Personal information
- Born: 3 November 2007 (age 17)

Team information
- Disciplines: Track; Road;
- Role: Rider
- Rider type: Time Trial / All Rounder

Amateur team
- 2024-: Shibden Apex RT

Medal record
Women's track cycling
Representing Great Britain
World Junior Championships
| Gold medal – first place | 2025 Apeldoorn | Team pursuit |
European Junior Championships
| Gold medal – first place | 2025 Anadia | Team pursuit |

= Evie Smith =

British cyclist (born 2007)

Evie Smith (born 3 November 2007) is a British cyclist. She was a gold medalist at the 2025 UCI Junior Track Cycling World Championships and the European Junior Track Cycling Championships in 2025.

==Early life==
From Birchencliffe, Huddersfield, she studied at Greenhead College having previously been educated at Lindley Junior School and Rastrick High School in West Yorkshire. She took up cycling before the age of 10 years-old when her parents took her to join Huddersfield Star Wheelers cycling club. She later went on to join Eastlands Sports Velo in Manchester.

==Career==
In 2024, she rode for Shibden Apex RT where her teammates included fellow British riders Cat Ferguson and Imogen Wolff.

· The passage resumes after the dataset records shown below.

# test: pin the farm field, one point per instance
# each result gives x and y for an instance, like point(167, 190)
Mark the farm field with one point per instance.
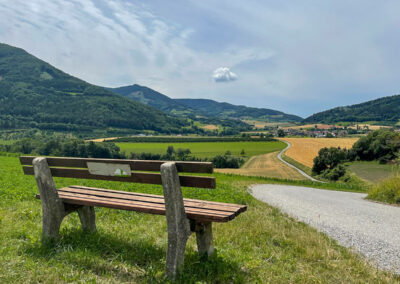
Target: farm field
point(210, 127)
point(260, 245)
point(6, 142)
point(319, 126)
point(373, 171)
point(261, 124)
point(304, 150)
point(267, 165)
point(206, 149)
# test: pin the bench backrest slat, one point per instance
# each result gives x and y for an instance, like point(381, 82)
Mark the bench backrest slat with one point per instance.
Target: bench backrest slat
point(136, 165)
point(77, 168)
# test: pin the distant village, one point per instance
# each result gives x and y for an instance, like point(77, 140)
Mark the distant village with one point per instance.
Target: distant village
point(327, 131)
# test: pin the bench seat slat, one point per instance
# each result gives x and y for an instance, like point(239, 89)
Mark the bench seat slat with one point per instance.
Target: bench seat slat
point(235, 206)
point(136, 165)
point(149, 178)
point(151, 199)
point(205, 213)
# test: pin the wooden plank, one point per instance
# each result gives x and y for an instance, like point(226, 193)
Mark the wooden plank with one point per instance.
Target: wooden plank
point(136, 165)
point(209, 212)
point(239, 207)
point(196, 214)
point(149, 178)
point(150, 199)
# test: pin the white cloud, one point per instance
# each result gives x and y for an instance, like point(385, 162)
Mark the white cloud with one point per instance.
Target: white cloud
point(223, 74)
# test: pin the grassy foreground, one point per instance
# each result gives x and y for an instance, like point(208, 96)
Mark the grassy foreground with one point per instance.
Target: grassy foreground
point(206, 149)
point(261, 245)
point(387, 191)
point(373, 171)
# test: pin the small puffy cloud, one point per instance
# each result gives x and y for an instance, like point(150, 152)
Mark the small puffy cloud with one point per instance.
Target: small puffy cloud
point(223, 74)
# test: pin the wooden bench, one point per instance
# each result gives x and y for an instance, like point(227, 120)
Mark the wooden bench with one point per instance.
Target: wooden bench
point(184, 216)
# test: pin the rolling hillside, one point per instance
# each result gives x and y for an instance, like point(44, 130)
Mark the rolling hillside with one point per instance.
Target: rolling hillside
point(384, 110)
point(200, 107)
point(226, 110)
point(34, 94)
point(152, 98)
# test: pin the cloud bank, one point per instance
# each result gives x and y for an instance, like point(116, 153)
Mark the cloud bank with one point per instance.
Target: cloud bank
point(223, 74)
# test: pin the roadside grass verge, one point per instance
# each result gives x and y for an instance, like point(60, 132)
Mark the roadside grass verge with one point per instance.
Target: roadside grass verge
point(387, 191)
point(373, 171)
point(261, 245)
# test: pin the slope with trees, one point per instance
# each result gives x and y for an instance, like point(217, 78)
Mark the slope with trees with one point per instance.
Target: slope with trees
point(384, 110)
point(201, 107)
point(34, 94)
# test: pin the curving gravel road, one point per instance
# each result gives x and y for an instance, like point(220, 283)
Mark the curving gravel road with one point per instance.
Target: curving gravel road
point(370, 228)
point(293, 166)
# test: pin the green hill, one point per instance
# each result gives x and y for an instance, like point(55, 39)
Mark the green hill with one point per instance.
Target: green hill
point(152, 98)
point(34, 94)
point(200, 107)
point(226, 110)
point(385, 110)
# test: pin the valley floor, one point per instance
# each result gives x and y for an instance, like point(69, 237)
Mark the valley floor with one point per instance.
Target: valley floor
point(267, 165)
point(261, 245)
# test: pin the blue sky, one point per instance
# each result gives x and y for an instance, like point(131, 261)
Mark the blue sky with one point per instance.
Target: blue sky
point(300, 57)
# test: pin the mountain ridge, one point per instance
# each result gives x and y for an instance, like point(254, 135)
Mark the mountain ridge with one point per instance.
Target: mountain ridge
point(200, 107)
point(34, 94)
point(385, 110)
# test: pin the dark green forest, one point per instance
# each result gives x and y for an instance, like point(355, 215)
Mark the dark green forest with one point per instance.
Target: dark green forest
point(385, 110)
point(201, 107)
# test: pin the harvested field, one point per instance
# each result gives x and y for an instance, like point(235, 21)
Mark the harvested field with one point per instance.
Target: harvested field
point(98, 140)
point(369, 126)
point(261, 124)
point(267, 165)
point(304, 150)
point(319, 126)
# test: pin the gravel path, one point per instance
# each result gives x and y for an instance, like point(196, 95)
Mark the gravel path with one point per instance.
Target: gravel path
point(293, 166)
point(370, 228)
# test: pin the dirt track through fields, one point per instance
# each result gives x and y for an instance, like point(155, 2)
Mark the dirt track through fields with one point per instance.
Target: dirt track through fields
point(267, 165)
point(304, 150)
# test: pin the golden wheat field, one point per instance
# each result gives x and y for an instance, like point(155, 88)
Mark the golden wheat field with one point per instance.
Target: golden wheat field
point(210, 127)
point(266, 165)
point(304, 150)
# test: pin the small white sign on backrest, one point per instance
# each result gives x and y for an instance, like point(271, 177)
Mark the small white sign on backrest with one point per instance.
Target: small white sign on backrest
point(107, 169)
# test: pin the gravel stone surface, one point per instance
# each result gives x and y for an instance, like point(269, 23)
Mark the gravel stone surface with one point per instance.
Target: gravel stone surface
point(369, 228)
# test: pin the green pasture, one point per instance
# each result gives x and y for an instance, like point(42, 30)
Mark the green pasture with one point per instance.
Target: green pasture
point(373, 171)
point(206, 149)
point(6, 142)
point(261, 245)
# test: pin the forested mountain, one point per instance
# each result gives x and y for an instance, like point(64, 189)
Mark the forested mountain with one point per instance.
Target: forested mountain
point(226, 110)
point(34, 94)
point(200, 107)
point(385, 110)
point(152, 98)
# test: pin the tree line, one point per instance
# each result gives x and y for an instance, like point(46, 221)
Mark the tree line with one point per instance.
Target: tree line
point(381, 145)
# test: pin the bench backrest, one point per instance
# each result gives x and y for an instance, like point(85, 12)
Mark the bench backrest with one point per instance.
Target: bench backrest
point(122, 170)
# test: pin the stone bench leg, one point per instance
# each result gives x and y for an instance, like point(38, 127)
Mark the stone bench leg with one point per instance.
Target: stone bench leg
point(204, 238)
point(87, 217)
point(53, 208)
point(177, 222)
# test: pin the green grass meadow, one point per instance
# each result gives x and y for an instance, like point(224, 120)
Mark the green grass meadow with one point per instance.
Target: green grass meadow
point(7, 142)
point(373, 171)
point(261, 245)
point(206, 149)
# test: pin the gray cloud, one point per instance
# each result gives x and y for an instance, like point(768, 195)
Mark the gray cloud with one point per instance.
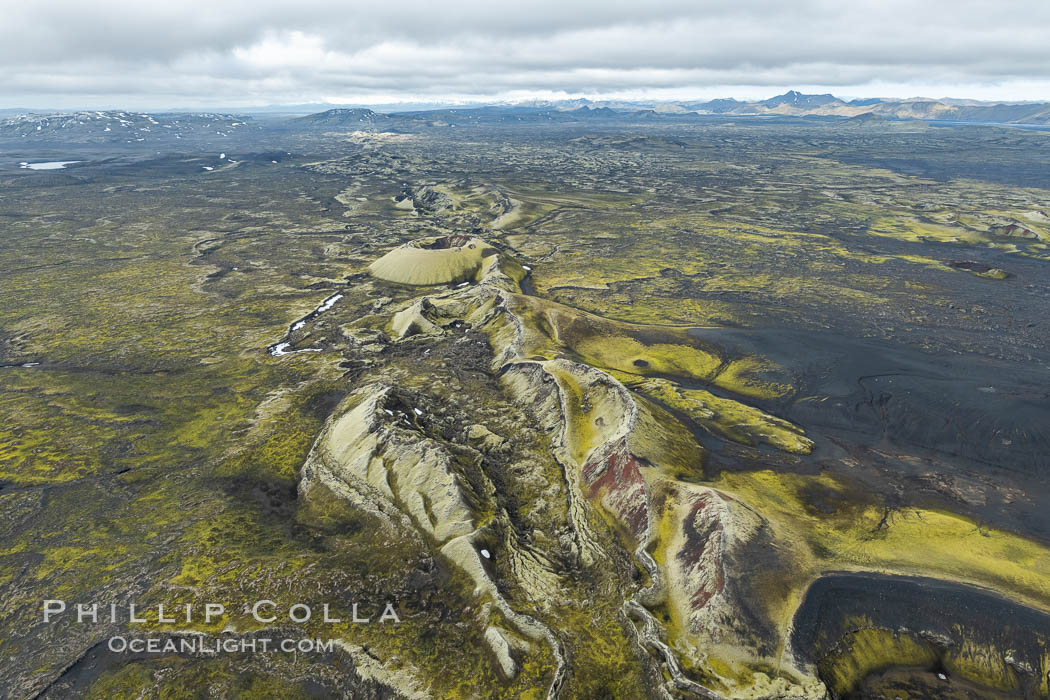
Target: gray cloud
point(65, 52)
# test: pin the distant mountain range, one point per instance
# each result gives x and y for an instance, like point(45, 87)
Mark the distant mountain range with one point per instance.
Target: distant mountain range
point(126, 126)
point(132, 127)
point(794, 103)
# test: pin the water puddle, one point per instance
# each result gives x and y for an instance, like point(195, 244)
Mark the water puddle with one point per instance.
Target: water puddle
point(282, 347)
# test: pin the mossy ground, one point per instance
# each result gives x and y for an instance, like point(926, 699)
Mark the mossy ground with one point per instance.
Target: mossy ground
point(153, 452)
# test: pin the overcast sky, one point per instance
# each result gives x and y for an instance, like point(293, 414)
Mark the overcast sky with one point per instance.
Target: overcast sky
point(68, 54)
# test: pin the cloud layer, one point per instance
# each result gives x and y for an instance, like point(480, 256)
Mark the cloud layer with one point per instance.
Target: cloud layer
point(237, 52)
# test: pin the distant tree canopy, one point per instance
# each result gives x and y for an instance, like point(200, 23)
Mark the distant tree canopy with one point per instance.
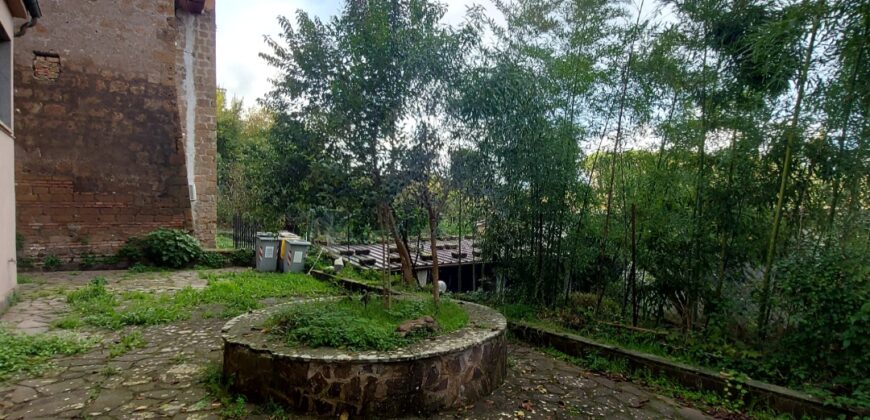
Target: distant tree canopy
point(706, 159)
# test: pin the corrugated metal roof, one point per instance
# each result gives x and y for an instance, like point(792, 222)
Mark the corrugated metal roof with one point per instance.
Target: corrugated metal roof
point(451, 252)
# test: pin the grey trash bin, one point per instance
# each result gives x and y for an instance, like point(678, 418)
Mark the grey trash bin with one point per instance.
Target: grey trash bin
point(267, 252)
point(293, 252)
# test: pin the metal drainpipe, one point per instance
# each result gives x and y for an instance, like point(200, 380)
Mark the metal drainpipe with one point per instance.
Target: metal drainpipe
point(35, 13)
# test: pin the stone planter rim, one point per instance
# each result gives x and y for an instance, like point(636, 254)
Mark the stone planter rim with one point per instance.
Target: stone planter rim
point(484, 324)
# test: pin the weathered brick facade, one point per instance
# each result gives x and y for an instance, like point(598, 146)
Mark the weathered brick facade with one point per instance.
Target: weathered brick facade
point(102, 152)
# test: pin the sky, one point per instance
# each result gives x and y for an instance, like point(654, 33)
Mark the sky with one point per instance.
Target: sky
point(241, 25)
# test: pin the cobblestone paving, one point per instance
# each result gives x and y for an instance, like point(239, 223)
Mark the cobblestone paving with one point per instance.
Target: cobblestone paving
point(163, 379)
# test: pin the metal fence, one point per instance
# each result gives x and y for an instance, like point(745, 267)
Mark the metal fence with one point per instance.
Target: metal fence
point(245, 232)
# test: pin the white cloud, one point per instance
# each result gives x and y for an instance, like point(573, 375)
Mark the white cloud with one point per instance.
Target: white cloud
point(241, 25)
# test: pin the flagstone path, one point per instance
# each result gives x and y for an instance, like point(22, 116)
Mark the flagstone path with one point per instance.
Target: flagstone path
point(164, 379)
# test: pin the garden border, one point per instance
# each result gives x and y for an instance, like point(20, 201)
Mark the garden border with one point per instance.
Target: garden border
point(777, 397)
point(449, 371)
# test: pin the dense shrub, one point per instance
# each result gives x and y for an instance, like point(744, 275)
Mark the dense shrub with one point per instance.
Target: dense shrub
point(580, 309)
point(828, 319)
point(172, 248)
point(169, 248)
point(213, 260)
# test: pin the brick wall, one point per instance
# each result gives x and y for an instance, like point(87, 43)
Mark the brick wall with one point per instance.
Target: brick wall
point(100, 143)
point(196, 83)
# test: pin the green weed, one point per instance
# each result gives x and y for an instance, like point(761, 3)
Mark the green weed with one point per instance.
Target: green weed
point(218, 387)
point(350, 324)
point(127, 343)
point(20, 353)
point(236, 293)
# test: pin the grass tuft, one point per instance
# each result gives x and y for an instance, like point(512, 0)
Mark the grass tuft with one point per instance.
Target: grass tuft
point(236, 293)
point(20, 353)
point(349, 324)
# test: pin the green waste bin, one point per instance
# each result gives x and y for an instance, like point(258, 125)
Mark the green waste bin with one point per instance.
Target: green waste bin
point(267, 252)
point(293, 252)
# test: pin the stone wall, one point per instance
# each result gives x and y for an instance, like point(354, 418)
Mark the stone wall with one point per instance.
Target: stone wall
point(195, 66)
point(449, 371)
point(100, 145)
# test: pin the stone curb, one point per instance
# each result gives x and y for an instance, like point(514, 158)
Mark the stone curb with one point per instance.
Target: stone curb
point(453, 370)
point(352, 285)
point(779, 398)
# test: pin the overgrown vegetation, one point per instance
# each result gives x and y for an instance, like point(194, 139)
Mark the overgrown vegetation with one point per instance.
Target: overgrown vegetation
point(353, 324)
point(705, 174)
point(126, 343)
point(229, 293)
point(23, 353)
point(730, 402)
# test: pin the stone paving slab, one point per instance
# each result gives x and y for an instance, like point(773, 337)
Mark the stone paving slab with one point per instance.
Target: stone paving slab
point(163, 379)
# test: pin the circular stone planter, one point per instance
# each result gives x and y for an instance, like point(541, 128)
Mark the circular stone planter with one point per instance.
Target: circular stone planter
point(447, 371)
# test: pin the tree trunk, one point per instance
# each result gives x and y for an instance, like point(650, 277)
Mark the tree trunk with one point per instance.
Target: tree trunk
point(633, 274)
point(404, 255)
point(764, 304)
point(433, 246)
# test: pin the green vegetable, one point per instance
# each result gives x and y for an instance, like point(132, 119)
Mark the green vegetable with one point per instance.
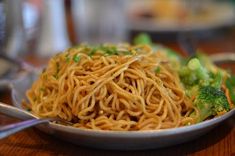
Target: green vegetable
point(158, 70)
point(194, 73)
point(143, 38)
point(67, 58)
point(76, 58)
point(92, 52)
point(211, 101)
point(230, 84)
point(217, 80)
point(56, 76)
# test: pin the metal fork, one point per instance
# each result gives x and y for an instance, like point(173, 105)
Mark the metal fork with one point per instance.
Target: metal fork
point(30, 120)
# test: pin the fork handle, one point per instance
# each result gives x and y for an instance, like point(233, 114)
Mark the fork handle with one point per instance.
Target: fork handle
point(10, 129)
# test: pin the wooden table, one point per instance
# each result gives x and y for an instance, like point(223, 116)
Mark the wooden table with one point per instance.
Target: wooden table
point(218, 142)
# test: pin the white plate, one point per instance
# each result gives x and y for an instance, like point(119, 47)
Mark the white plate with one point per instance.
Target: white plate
point(137, 140)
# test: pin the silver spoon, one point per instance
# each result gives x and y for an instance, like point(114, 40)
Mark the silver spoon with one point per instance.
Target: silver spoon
point(30, 120)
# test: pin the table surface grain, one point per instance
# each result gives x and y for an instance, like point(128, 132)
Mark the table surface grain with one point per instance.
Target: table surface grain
point(218, 142)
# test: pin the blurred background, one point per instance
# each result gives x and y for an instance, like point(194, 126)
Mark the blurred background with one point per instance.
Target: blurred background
point(37, 29)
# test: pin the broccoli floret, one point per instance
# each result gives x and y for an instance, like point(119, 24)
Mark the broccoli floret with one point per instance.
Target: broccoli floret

She set a world junior track record and won the gold medal at the 2025 European Junior Championships in Portugal in the Team Pursuit alongside Erin Boothman, Abi Miller, Pheobe Taylor, and Arabella Blackburn, beating Italy in the final, and in doing so setting a junior world record with a time of 4:20:376.

She won the gold medal in the team pursuit with Boothman, Arabella Blackburn, Miller and Phoebe Taylor at the 2025 UCI Junior Track Cycling World Championships in Apeldoorn, Netherlands in August 2025.